New research on low trophic level fisheries to help certifiers
Science, the international weekly science journal, has published online Impacts of fishing low trophic level species on marine ecosystems, a ground breaking scientific analysis. The study was initiated and substantially funded by the Marine Stewardship Council with the aim of ensuring its guidance to certifiers on assessing low trophic level fisheries meets global best practice, reports www.megafishnet.com with reference to MSC.
Over 30 per cent of global fishery production is of small pelagic forage fish such as anchovy, sardine and sand eels. These low trophic level species play a significant role in food security, particularly in developing world countries, and are harvested by some of the world's largest fisheries, such as the Peruvian anchovy fishery.

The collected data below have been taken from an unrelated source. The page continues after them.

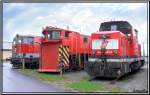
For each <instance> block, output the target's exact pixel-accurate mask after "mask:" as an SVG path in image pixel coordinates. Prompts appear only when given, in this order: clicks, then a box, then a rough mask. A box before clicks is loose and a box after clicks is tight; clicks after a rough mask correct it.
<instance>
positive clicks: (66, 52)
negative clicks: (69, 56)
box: [63, 48, 69, 58]
mask: <svg viewBox="0 0 150 95" xmlns="http://www.w3.org/2000/svg"><path fill="white" fill-rule="evenodd" d="M63 51H64V52H65V53H66V54H67V57H68V58H69V53H68V52H67V51H66V50H65V48H63Z"/></svg>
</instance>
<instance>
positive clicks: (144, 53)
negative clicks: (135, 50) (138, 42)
mask: <svg viewBox="0 0 150 95" xmlns="http://www.w3.org/2000/svg"><path fill="white" fill-rule="evenodd" d="M143 57H145V50H144V42H143Z"/></svg>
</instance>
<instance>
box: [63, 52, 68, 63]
mask: <svg viewBox="0 0 150 95" xmlns="http://www.w3.org/2000/svg"><path fill="white" fill-rule="evenodd" d="M63 56H64V57H65V59H66V60H67V62H68V64H69V59H68V58H67V57H66V55H65V54H63Z"/></svg>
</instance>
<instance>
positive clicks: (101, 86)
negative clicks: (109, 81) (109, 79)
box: [68, 80, 106, 92]
mask: <svg viewBox="0 0 150 95" xmlns="http://www.w3.org/2000/svg"><path fill="white" fill-rule="evenodd" d="M68 86H69V87H70V88H73V89H74V90H77V91H80V92H96V91H104V90H105V88H106V87H105V86H104V85H103V84H102V83H98V84H96V83H94V82H91V81H86V80H81V81H76V82H73V83H70V84H68Z"/></svg>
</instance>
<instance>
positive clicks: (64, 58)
mask: <svg viewBox="0 0 150 95" xmlns="http://www.w3.org/2000/svg"><path fill="white" fill-rule="evenodd" d="M61 58H62V59H61ZM61 60H62V62H63V64H64V65H65V66H69V48H68V47H67V46H63V45H60V47H59V61H60V62H61Z"/></svg>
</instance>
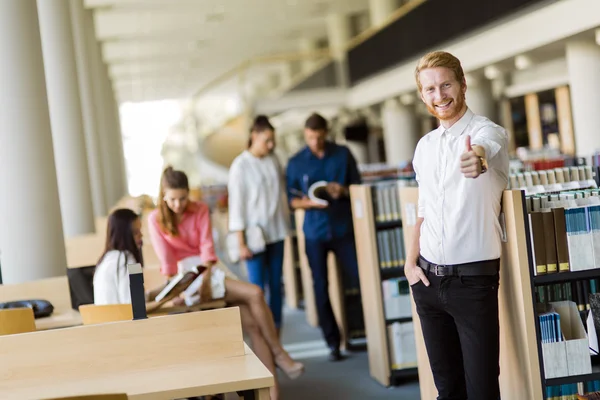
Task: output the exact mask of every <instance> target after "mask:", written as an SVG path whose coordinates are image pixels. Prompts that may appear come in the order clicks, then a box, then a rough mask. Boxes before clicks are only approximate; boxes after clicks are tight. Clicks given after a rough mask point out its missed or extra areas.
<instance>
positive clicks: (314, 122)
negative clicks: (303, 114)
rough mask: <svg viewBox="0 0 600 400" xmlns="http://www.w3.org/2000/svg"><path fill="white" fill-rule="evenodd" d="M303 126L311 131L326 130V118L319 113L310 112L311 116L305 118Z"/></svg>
mask: <svg viewBox="0 0 600 400" xmlns="http://www.w3.org/2000/svg"><path fill="white" fill-rule="evenodd" d="M304 127H305V128H307V129H310V130H313V131H325V132H327V120H326V119H325V118H323V116H322V115H321V114H317V113H312V114H311V116H310V117H308V118H307V119H306V122H305V123H304Z"/></svg>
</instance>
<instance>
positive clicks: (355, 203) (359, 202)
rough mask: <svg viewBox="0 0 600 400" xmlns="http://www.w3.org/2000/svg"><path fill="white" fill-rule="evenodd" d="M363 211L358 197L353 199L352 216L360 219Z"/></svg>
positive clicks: (361, 201)
mask: <svg viewBox="0 0 600 400" xmlns="http://www.w3.org/2000/svg"><path fill="white" fill-rule="evenodd" d="M364 215H365V213H364V210H363V208H362V201H360V200H359V199H356V200H354V216H355V217H356V218H358V219H362V218H363V217H364Z"/></svg>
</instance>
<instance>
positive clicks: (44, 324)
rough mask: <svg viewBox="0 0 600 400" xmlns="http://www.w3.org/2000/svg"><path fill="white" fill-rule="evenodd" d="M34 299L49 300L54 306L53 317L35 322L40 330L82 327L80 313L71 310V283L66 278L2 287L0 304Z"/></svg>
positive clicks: (19, 283)
mask: <svg viewBox="0 0 600 400" xmlns="http://www.w3.org/2000/svg"><path fill="white" fill-rule="evenodd" d="M33 299H39V300H47V301H49V302H50V303H52V305H53V306H54V312H53V313H52V315H50V316H49V317H45V318H38V319H36V320H35V326H36V328H37V329H38V330H46V329H56V328H66V327H69V326H76V325H81V316H80V315H79V312H77V311H75V310H73V309H72V308H71V296H70V292H69V281H68V279H67V277H66V276H57V277H54V278H46V279H39V280H37V281H31V282H24V283H18V284H5V285H0V303H3V302H9V301H18V300H33Z"/></svg>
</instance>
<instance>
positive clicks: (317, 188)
mask: <svg viewBox="0 0 600 400" xmlns="http://www.w3.org/2000/svg"><path fill="white" fill-rule="evenodd" d="M327 183H328V182H326V181H319V182H315V183H313V184H312V185H310V188H309V189H308V198H309V199H311V200H312V201H313V202H315V203H318V204H322V205H324V206H326V205H329V201H327V199H328V198H329V194H328V193H327Z"/></svg>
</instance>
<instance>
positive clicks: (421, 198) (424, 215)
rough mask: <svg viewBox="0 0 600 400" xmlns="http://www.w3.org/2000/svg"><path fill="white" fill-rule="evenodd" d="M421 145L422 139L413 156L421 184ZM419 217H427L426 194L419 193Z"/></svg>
mask: <svg viewBox="0 0 600 400" xmlns="http://www.w3.org/2000/svg"><path fill="white" fill-rule="evenodd" d="M420 147H421V141H419V143H417V147H416V148H415V154H414V156H413V162H412V164H413V170H414V171H415V179H416V181H417V184H419V183H420V182H419V179H420V178H419V160H420V157H419V153H420V151H419V148H420ZM417 208H418V209H417V217H419V218H425V196H421V195H420V193H419V201H418V207H417Z"/></svg>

Low trophic level species also play a critical role in their wider ecosystem, and responsible fishery management regimes recognise the necessity for harvest strategies that will maintain dependent species at sustainable levels.

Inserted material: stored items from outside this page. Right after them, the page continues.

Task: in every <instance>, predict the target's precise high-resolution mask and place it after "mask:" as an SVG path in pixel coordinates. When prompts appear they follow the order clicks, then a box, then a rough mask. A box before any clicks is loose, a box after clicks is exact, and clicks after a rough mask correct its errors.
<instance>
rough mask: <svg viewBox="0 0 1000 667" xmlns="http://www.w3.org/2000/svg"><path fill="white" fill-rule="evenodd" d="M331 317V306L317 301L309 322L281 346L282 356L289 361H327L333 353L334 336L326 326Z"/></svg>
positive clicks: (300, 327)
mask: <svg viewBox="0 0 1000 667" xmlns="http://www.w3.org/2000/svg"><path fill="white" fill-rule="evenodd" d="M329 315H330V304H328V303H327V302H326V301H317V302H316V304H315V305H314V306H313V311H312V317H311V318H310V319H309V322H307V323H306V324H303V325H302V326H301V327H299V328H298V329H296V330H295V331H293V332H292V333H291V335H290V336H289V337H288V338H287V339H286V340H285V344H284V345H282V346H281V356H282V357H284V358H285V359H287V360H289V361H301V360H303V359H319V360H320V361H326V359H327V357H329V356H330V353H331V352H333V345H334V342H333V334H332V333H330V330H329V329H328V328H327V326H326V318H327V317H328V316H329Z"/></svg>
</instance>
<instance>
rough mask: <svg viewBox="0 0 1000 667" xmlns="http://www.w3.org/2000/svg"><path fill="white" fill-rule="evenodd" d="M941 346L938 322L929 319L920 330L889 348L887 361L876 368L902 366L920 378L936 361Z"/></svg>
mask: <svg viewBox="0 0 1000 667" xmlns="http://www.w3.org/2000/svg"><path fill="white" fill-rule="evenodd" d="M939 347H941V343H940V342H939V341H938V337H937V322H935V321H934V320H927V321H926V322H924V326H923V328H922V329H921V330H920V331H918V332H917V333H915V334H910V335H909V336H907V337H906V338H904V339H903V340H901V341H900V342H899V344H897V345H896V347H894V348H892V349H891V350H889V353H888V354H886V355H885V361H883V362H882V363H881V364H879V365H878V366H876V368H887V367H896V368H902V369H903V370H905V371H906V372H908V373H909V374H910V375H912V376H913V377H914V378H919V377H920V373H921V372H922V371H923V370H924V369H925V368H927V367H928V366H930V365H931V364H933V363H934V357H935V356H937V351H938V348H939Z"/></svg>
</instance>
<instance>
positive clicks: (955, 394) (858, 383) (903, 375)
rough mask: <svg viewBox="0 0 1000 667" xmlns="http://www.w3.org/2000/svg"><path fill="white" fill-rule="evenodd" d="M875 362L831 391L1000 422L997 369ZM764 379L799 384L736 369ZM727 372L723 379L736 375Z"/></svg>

MSC consultation engages global expertise
In September 2009, the MSC initiated a twelve-month consultative process to examine best global practice in the management of low trophic level fisheries, and to review the assessment of such fisheries within the MSC Fisheries Assessment Methodology (FAM).

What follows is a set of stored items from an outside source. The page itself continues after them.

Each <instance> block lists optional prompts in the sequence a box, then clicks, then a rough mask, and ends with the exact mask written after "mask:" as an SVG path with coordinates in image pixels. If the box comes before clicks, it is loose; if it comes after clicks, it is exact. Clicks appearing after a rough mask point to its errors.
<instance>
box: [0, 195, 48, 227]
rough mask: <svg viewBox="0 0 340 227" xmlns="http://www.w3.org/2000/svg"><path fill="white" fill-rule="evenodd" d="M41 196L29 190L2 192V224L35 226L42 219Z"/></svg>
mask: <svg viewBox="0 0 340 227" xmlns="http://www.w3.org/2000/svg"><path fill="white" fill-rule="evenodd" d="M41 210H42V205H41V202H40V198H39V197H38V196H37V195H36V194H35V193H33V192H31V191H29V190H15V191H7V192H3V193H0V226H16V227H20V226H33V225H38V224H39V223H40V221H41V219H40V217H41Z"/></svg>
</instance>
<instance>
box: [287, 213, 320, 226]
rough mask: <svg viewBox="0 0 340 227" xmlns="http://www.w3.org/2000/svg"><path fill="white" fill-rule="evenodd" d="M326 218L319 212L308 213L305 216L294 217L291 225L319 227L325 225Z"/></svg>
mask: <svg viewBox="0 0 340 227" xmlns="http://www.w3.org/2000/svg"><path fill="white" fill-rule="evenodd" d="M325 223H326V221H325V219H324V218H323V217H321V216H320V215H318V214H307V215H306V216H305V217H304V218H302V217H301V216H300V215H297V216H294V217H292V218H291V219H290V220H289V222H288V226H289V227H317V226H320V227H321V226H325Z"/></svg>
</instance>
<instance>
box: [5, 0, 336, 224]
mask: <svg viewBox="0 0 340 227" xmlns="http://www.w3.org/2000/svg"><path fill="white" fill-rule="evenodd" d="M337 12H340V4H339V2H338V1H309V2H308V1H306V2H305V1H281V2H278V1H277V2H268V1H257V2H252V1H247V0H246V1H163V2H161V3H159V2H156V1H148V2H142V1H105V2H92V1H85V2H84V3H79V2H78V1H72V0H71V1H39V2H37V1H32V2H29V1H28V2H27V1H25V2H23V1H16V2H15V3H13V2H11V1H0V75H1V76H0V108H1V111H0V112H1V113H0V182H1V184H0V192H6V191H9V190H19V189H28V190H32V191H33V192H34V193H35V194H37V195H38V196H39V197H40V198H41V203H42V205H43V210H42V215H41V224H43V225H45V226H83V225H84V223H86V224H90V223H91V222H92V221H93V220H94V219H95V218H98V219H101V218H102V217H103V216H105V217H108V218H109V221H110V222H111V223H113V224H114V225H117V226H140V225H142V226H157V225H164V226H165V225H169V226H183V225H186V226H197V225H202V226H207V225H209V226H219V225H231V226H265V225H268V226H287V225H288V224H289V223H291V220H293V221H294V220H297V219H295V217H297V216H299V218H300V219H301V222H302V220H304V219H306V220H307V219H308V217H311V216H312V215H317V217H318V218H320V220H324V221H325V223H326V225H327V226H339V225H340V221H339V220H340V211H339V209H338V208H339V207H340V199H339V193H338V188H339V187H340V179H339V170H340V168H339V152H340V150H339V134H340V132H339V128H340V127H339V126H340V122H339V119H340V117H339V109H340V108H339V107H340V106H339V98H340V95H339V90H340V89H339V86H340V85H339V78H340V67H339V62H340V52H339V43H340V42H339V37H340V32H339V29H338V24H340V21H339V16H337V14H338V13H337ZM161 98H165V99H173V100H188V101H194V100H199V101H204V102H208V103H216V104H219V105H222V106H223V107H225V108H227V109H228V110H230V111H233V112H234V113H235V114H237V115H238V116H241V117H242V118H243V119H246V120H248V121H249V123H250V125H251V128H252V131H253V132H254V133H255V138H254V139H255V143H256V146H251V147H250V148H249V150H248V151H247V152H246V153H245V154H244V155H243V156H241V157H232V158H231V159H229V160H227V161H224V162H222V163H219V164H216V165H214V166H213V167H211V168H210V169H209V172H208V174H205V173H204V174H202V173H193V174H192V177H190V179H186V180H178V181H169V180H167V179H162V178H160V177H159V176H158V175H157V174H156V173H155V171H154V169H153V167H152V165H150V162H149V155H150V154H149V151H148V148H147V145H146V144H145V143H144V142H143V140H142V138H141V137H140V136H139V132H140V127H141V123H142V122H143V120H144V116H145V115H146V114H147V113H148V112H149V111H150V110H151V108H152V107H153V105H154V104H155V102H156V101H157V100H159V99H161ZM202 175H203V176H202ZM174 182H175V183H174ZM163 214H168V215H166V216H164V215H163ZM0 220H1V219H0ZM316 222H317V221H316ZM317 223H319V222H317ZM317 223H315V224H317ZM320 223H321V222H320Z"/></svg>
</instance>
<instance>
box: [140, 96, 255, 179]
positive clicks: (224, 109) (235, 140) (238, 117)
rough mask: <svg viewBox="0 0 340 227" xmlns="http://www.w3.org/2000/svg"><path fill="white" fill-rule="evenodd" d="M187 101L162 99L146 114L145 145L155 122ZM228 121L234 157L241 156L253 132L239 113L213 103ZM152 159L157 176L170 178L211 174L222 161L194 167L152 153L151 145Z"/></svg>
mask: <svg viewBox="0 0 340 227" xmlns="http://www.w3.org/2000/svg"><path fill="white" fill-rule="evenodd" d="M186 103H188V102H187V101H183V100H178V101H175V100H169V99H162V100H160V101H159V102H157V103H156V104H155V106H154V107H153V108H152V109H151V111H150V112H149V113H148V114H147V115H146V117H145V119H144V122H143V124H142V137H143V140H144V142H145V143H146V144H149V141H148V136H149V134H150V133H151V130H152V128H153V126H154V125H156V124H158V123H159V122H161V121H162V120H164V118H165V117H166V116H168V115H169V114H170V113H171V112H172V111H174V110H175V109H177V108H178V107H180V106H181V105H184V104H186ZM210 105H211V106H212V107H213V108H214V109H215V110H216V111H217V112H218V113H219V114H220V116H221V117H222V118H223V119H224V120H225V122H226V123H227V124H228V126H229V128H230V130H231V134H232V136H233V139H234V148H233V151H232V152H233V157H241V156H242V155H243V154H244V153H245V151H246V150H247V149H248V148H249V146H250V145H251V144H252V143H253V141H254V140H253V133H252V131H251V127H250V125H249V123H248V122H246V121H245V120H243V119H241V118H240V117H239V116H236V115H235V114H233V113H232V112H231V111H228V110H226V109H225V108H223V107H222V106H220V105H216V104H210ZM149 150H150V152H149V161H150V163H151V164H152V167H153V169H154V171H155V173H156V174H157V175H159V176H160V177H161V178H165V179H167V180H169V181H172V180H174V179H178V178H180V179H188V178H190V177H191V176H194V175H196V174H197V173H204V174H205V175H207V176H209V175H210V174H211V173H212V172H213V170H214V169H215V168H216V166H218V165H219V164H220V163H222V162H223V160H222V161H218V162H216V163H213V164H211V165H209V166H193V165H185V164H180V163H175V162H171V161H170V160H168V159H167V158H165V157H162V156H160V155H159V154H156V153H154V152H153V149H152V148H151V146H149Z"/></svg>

Alongside the consultative process, engaging the broad international community of marine experts, the MSC also commissioned a group of international scientists to carry out modelling work to evaluate the impact of different harvest strategies on low trophic level fisheries and dependent predators.
The research, led by Dr Tony Smith from the Australian Commonwealth Scientific and Industrial Research Organisation (CSIRO), used three types of ecosystem models in assessments of five different regions where understanding of ecosystem dynamics is well developed. These models were used to evaluate how different harvest strategies for low trophic level fisheries would impact on target stocks and dependent predators.
Higher stock levels minimise ecosystem impacts
The results, published yesterday, show that fishing these key species at 40 per cent of unexploited biomass can have significant impacts on ecosystems, particularly if those species are well connected in the food web or compose a large part of the ecosystem's biomass. In certain situations, the results indicate that a more precautionary target stock size of 75 per cent of unexploited biomass is needed to minimise the impacts on the ecosystem. Maintaining higher stock levels protects the needs of other species in the ecosystem without requiring fisheries to reduce their catches by more than 20 per cent.
The studies found that the relative abundance in the ecosystem and the connectivity in the food web of low trophic level species are important factors in the effects that their harvest may generate. Depleting low trophic level species that are highly connected in the food web, accounting for four per cent or greater of all trophic connections, always results in large impacts.
New guidance to enhance sustainable outcomes
The MSC's current Fisheries Assessment Methodology already recognises the critical role that low trophic level species play in the ecosystem. Currently such LTL fisheries are required to have in place conservative harvest strategies that leave higher levels of biomass in the ocean than would be expected in other kinds of fisheries. The results of this breakthrough research will allow the MSC to clarify the specific expectations for these types of fisheries. This LTL guidance is currently being finalised and is expected to be introduced next month.
Dr David Agnew, MSC Standards Director, said: "Effective fishery management systems are fundamental to securing and maintaining the health of fish stocks and marine ecosystems. The MSC is committed to ensuring that our technical policy is founded on robust science, and I would like to thank Dr Smith and his team, and the wider community of experts and engaged stakeholders who contributed to this study, which will have significant practical impact on the future management and assessment of low trophic level fisheries.
"The MSC programme is a dynamic one. When new policy is introduced we ensure that it reflects widespread scientific agreement, and is already incorporated by the most responsible fishery management regimes. Future changes to policy, such as those generated by work on benthic impacts and spatial management, will be introduced following the same transparent and rigorous processes as have been applied to the development of new low trophic level guidance."